To take just one example, I’ve heard of a scholar (somewhere) who decided the Apostle Paul had some kind of sexual fixation because his letters so often use the word “flesh” (sarx). Never mind that Paul used the word sarx as shorthand for the deep sin nature of the unredeemed human being. When he used sarx, he was talking about a frustrating natural human inability to do good … and usually, he was talking about this phenomenon in himself.
This demonstrates how easily word-frequency studies can be manipulated to prove whatever we want. And this problem gets bigger the smaller the size of the text being studied.
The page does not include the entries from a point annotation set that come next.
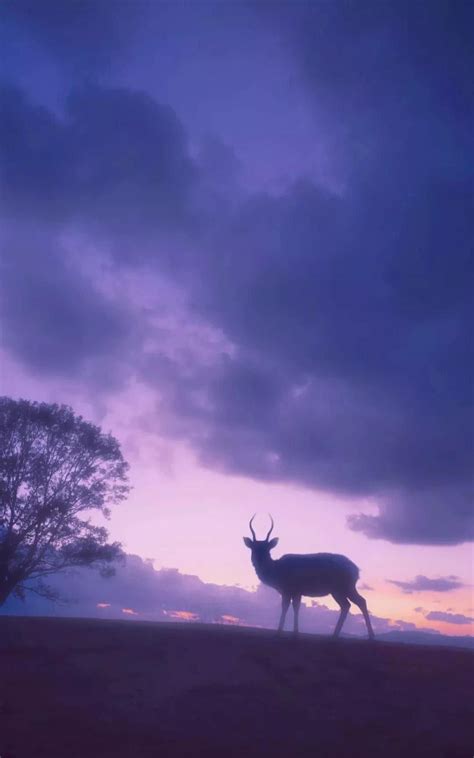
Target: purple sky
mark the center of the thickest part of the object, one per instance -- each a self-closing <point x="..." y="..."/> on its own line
<point x="237" y="236"/>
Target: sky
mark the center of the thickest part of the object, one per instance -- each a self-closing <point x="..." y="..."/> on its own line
<point x="237" y="235"/>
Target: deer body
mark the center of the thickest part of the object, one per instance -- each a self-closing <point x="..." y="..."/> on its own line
<point x="312" y="575"/>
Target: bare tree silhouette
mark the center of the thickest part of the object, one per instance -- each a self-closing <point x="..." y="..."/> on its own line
<point x="313" y="575"/>
<point x="55" y="470"/>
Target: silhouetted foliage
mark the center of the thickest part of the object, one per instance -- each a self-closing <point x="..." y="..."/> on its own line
<point x="55" y="470"/>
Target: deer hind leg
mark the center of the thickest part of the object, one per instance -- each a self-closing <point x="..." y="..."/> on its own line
<point x="344" y="604"/>
<point x="296" y="609"/>
<point x="285" y="603"/>
<point x="360" y="601"/>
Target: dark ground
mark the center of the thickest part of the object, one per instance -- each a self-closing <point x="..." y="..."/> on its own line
<point x="73" y="688"/>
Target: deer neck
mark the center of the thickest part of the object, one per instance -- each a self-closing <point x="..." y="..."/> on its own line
<point x="265" y="569"/>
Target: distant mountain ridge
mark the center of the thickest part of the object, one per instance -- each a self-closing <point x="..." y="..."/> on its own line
<point x="428" y="638"/>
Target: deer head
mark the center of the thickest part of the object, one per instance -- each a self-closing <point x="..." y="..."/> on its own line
<point x="260" y="548"/>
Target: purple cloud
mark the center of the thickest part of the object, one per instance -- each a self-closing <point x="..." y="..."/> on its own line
<point x="347" y="314"/>
<point x="451" y="618"/>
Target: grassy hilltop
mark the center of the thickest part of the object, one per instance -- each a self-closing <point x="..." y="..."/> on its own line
<point x="78" y="688"/>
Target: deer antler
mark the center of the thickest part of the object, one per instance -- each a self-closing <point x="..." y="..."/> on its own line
<point x="271" y="528"/>
<point x="251" y="528"/>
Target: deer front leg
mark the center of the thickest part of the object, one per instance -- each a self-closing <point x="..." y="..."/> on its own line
<point x="296" y="610"/>
<point x="285" y="602"/>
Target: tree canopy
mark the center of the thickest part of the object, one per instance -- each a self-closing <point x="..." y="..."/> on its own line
<point x="56" y="470"/>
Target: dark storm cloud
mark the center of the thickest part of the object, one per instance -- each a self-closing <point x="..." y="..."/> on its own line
<point x="423" y="583"/>
<point x="451" y="618"/>
<point x="348" y="314"/>
<point x="115" y="163"/>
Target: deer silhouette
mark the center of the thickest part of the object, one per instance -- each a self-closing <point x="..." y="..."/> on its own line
<point x="313" y="575"/>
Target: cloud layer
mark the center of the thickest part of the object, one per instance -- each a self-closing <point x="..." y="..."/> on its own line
<point x="138" y="591"/>
<point x="424" y="584"/>
<point x="330" y="343"/>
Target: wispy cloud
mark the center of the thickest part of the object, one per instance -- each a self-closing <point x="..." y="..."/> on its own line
<point x="450" y="618"/>
<point x="424" y="584"/>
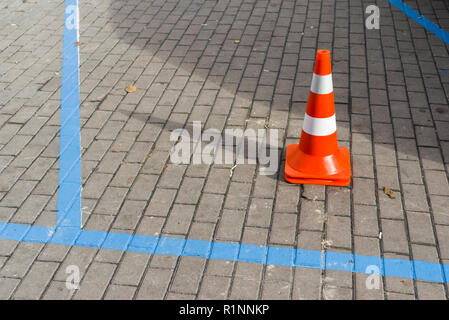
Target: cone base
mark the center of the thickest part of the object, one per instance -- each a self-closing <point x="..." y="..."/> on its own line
<point x="303" y="168"/>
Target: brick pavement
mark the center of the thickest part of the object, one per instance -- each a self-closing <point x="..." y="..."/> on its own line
<point x="391" y="89"/>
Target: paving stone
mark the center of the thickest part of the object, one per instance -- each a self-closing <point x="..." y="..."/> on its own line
<point x="95" y="282"/>
<point x="34" y="283"/>
<point x="21" y="260"/>
<point x="154" y="284"/>
<point x="415" y="197"/>
<point x="118" y="292"/>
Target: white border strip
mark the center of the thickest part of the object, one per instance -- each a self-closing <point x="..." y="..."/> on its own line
<point x="319" y="126"/>
<point x="321" y="84"/>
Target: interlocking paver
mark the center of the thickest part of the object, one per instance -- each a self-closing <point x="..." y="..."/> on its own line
<point x="391" y="93"/>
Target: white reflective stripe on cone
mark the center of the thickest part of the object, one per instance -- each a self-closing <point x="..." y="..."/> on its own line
<point x="319" y="126"/>
<point x="321" y="84"/>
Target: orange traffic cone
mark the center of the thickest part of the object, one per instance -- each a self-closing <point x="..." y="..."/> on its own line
<point x="318" y="159"/>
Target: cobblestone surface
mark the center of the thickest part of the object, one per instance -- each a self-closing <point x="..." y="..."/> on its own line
<point x="391" y="89"/>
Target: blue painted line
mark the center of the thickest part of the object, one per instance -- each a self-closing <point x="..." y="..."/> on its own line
<point x="69" y="192"/>
<point x="280" y="256"/>
<point x="423" y="21"/>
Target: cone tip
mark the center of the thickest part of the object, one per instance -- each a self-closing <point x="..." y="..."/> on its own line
<point x="323" y="63"/>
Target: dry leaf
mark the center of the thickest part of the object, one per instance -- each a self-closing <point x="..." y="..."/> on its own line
<point x="389" y="192"/>
<point x="130" y="89"/>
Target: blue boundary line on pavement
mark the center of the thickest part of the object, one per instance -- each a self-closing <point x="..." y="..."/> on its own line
<point x="280" y="256"/>
<point x="68" y="229"/>
<point x="423" y="21"/>
<point x="69" y="194"/>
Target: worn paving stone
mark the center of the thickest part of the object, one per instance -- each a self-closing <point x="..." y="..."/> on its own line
<point x="391" y="110"/>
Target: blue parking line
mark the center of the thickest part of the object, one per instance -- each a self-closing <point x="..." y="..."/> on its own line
<point x="423" y="21"/>
<point x="69" y="192"/>
<point x="279" y="256"/>
<point x="68" y="229"/>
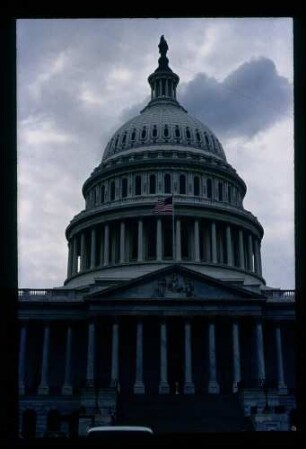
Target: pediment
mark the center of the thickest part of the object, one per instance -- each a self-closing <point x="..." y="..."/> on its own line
<point x="174" y="282"/>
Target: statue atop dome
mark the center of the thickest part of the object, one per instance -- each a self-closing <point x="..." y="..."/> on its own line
<point x="163" y="46"/>
<point x="163" y="60"/>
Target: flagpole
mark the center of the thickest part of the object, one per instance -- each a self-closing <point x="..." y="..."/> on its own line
<point x="173" y="224"/>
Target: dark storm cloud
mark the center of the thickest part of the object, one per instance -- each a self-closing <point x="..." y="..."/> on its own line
<point x="249" y="100"/>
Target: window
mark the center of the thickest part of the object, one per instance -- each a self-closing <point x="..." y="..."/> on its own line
<point x="137" y="185"/>
<point x="220" y="191"/>
<point x="209" y="188"/>
<point x="163" y="87"/>
<point x="152" y="184"/>
<point x="154" y="132"/>
<point x="167" y="181"/>
<point x="102" y="193"/>
<point x="112" y="190"/>
<point x="124" y="188"/>
<point x="144" y="133"/>
<point x="183" y="184"/>
<point x="116" y="143"/>
<point x="229" y="192"/>
<point x="196" y="186"/>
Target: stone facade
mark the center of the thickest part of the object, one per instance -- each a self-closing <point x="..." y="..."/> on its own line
<point x="159" y="305"/>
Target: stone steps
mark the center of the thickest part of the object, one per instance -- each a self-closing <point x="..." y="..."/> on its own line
<point x="170" y="413"/>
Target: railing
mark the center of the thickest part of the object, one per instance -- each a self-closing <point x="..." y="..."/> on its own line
<point x="26" y="294"/>
<point x="152" y="199"/>
<point x="280" y="294"/>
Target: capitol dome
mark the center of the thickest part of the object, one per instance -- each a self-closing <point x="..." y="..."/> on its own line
<point x="164" y="122"/>
<point x="163" y="154"/>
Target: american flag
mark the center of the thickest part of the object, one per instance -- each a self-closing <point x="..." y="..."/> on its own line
<point x="164" y="206"/>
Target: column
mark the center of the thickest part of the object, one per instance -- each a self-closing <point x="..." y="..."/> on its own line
<point x="90" y="372"/>
<point x="74" y="255"/>
<point x="159" y="240"/>
<point x="67" y="387"/>
<point x="69" y="265"/>
<point x="256" y="257"/>
<point x="213" y="242"/>
<point x="188" y="385"/>
<point x="113" y="241"/>
<point x="93" y="248"/>
<point x="83" y="262"/>
<point x="139" y="385"/>
<point x="43" y="386"/>
<point x="140" y="241"/>
<point x="241" y="249"/>
<point x="259" y="258"/>
<point x="281" y="386"/>
<point x="236" y="356"/>
<point x="106" y="244"/>
<point x="207" y="246"/>
<point x="178" y="241"/>
<point x="213" y="386"/>
<point x="196" y="241"/>
<point x="122" y="242"/>
<point x="250" y="253"/>
<point x="261" y="372"/>
<point x="101" y="259"/>
<point x="229" y="246"/>
<point x="115" y="355"/>
<point x="22" y="358"/>
<point x="163" y="386"/>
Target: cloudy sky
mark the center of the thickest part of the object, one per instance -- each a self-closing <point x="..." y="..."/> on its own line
<point x="79" y="80"/>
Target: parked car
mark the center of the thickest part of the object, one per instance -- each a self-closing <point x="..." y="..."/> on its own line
<point x="121" y="434"/>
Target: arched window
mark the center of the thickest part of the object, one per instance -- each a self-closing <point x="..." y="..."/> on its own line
<point x="102" y="193"/>
<point x="220" y="191"/>
<point x="124" y="139"/>
<point x="229" y="193"/>
<point x="53" y="421"/>
<point x="183" y="184"/>
<point x="112" y="190"/>
<point x="29" y="424"/>
<point x="209" y="188"/>
<point x="152" y="184"/>
<point x="163" y="87"/>
<point x="137" y="185"/>
<point x="124" y="188"/>
<point x="196" y="186"/>
<point x="116" y="142"/>
<point x="154" y="131"/>
<point x="144" y="133"/>
<point x="167" y="182"/>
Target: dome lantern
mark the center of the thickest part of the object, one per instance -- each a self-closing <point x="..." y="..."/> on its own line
<point x="163" y="81"/>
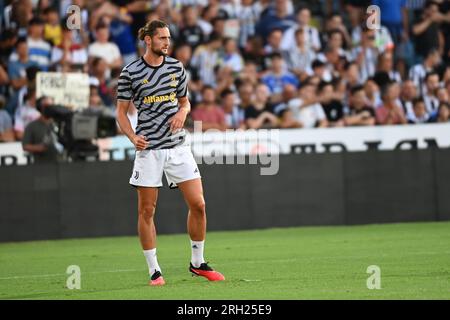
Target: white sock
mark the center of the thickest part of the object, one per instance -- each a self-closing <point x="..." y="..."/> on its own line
<point x="197" y="253"/>
<point x="152" y="262"/>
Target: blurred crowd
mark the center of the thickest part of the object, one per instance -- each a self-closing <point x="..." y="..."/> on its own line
<point x="251" y="64"/>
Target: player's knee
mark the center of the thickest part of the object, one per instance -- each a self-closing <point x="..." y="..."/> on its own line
<point x="199" y="207"/>
<point x="147" y="211"/>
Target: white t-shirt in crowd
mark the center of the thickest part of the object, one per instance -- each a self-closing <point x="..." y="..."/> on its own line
<point x="308" y="116"/>
<point x="108" y="51"/>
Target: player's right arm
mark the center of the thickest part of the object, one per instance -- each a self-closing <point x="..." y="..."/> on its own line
<point x="124" y="97"/>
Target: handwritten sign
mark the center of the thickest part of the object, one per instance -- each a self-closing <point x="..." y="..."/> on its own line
<point x="68" y="89"/>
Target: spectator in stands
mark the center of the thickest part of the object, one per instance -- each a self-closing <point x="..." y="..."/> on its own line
<point x="99" y="69"/>
<point x="8" y="39"/>
<point x="331" y="104"/>
<point x="390" y="112"/>
<point x="231" y="57"/>
<point x="276" y="17"/>
<point x="420" y="114"/>
<point x="25" y="114"/>
<point x="122" y="35"/>
<point x="6" y="125"/>
<point x="234" y="116"/>
<point x="52" y="27"/>
<point x="351" y="75"/>
<point x="246" y="91"/>
<point x="335" y="22"/>
<point x="68" y="55"/>
<point x="273" y="42"/>
<point x="373" y="93"/>
<point x="426" y="31"/>
<point x="418" y="72"/>
<point x="277" y="77"/>
<point x="299" y="58"/>
<point x="206" y="58"/>
<point x="191" y="33"/>
<point x="183" y="53"/>
<point x="247" y="16"/>
<point x="395" y="17"/>
<point x="443" y="114"/>
<point x="386" y="64"/>
<point x="208" y="112"/>
<point x="366" y="55"/>
<point x="442" y="95"/>
<point x="260" y="114"/>
<point x="360" y="114"/>
<point x="104" y="49"/>
<point x="39" y="50"/>
<point x="39" y="138"/>
<point x="306" y="108"/>
<point x="17" y="73"/>
<point x="407" y="96"/>
<point x="430" y="96"/>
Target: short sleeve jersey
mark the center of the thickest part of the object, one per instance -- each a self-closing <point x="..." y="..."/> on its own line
<point x="154" y="91"/>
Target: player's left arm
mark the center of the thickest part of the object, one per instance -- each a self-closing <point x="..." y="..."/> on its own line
<point x="177" y="121"/>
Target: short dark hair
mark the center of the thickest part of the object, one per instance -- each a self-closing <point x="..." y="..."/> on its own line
<point x="430" y="74"/>
<point x="417" y="100"/>
<point x="150" y="28"/>
<point x="36" y="21"/>
<point x="356" y="89"/>
<point x="20" y="41"/>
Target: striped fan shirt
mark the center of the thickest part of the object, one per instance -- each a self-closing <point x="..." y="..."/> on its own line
<point x="154" y="91"/>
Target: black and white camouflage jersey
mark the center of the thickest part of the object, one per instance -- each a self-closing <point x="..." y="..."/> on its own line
<point x="155" y="91"/>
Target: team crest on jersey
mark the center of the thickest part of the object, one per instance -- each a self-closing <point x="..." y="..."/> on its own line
<point x="174" y="82"/>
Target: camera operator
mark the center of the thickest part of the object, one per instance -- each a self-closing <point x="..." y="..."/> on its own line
<point x="39" y="138"/>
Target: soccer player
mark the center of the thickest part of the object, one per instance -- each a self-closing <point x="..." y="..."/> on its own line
<point x="157" y="86"/>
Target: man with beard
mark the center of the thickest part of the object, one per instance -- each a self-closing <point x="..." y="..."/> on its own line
<point x="157" y="85"/>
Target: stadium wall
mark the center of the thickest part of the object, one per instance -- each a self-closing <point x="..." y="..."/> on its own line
<point x="94" y="199"/>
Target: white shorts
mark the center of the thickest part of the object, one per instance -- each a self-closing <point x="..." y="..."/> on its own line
<point x="178" y="164"/>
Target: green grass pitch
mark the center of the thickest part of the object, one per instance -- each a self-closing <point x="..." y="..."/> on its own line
<point x="292" y="263"/>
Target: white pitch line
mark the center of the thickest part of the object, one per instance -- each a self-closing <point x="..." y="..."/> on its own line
<point x="64" y="274"/>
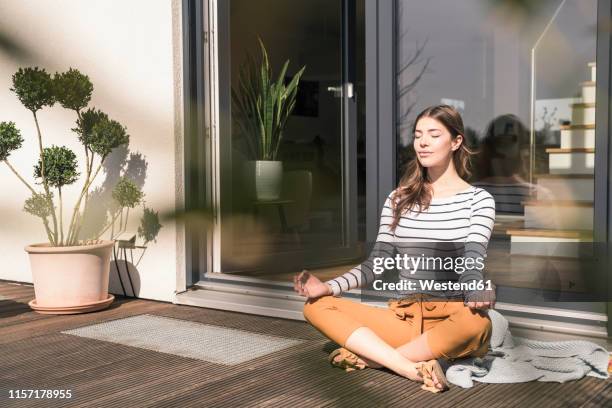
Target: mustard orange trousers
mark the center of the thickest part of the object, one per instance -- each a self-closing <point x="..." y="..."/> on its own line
<point x="453" y="329"/>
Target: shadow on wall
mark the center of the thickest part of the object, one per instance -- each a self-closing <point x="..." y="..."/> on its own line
<point x="124" y="275"/>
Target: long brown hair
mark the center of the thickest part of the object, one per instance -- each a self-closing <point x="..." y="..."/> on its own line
<point x="414" y="188"/>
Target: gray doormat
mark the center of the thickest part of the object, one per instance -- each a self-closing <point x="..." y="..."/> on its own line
<point x="184" y="338"/>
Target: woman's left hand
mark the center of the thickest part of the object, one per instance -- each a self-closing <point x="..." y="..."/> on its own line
<point x="481" y="305"/>
<point x="482" y="299"/>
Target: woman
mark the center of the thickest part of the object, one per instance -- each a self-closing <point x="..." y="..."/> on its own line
<point x="433" y="203"/>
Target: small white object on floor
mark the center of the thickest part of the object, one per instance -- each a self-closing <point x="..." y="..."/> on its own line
<point x="515" y="359"/>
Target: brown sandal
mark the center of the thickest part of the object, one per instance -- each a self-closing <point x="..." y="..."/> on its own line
<point x="425" y="370"/>
<point x="348" y="362"/>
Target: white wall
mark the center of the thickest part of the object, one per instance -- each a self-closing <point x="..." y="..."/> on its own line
<point x="131" y="50"/>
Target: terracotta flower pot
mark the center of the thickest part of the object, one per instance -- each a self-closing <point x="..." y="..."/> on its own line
<point x="72" y="279"/>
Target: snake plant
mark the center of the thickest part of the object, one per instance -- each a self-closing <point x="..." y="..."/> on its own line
<point x="263" y="105"/>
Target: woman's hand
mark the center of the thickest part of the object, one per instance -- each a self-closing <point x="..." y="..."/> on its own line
<point x="482" y="299"/>
<point x="481" y="305"/>
<point x="310" y="286"/>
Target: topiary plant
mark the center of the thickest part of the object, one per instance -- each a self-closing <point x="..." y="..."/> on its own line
<point x="57" y="166"/>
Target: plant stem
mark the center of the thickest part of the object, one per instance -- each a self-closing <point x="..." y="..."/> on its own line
<point x="127" y="214"/>
<point x="77" y="206"/>
<point x="59" y="189"/>
<point x="44" y="219"/>
<point x="44" y="178"/>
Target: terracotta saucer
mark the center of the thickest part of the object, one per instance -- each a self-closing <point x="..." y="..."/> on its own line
<point x="88" y="307"/>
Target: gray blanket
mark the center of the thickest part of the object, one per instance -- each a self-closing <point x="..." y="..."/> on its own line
<point x="514" y="359"/>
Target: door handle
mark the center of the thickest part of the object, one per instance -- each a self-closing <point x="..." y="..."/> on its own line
<point x="337" y="90"/>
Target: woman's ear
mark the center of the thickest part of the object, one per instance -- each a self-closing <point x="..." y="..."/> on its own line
<point x="456" y="142"/>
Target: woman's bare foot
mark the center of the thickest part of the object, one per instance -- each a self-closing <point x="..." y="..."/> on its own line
<point x="413" y="374"/>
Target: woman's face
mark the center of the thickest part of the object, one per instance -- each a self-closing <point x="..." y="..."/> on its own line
<point x="433" y="142"/>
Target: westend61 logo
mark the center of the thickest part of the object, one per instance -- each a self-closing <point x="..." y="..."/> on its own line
<point x="413" y="264"/>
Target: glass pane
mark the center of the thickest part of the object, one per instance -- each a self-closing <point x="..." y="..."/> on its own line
<point x="522" y="74"/>
<point x="284" y="191"/>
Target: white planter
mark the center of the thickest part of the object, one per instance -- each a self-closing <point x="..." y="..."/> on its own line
<point x="265" y="178"/>
<point x="71" y="279"/>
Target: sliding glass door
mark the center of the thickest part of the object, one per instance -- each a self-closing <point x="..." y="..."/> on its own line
<point x="524" y="76"/>
<point x="287" y="194"/>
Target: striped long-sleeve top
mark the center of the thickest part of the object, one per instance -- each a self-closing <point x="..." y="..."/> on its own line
<point x="457" y="226"/>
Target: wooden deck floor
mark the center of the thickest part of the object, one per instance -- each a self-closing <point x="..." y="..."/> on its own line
<point x="34" y="354"/>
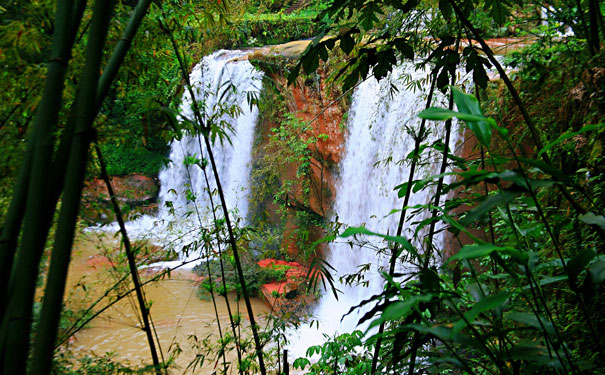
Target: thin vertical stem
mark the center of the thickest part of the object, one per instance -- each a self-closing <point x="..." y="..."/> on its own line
<point x="131" y="264"/>
<point x="394" y="254"/>
<point x="17" y="316"/>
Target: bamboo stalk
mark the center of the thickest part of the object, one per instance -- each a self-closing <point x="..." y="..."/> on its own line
<point x="131" y="264"/>
<point x="519" y="103"/>
<point x="238" y="266"/>
<point x="223" y="278"/>
<point x="16" y="321"/>
<point x="406" y="200"/>
<point x="74" y="181"/>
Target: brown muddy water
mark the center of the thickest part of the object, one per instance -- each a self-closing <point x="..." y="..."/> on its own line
<point x="176" y="309"/>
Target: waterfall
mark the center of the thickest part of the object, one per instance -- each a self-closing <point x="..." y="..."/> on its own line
<point x="220" y="81"/>
<point x="368" y="172"/>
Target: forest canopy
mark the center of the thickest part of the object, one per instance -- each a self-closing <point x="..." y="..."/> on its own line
<point x="92" y="89"/>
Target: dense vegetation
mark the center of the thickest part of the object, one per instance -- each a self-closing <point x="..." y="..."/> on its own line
<point x="518" y="288"/>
What if you were analyzing an essay in which the author has to define a term? The term in question, and its synonyms, could come up dozens of times without being something that author is fixated on in everyday life. Using machine learning, you could “prove” that Ben Shapiro is a Nazi, because lately he’s had to spend so much time refuting that very accusation. (Shapiro is an orthodox Jew.)
Suffice it to say, though this particular study seems well-done, in general I am deeply suspicious of word-frequency tests, especially if they are the only measure being used, because they allow the researcher to ignore the actual content of the text in question.
So, What’s the Takeaway?
I don’t have a big moral of the story to give you here. Read the articles I linked to and decide for yourself. I am just sounding a warning that social science “data” is not nearly as objective as we tend to think it is, and may often be flat-out false.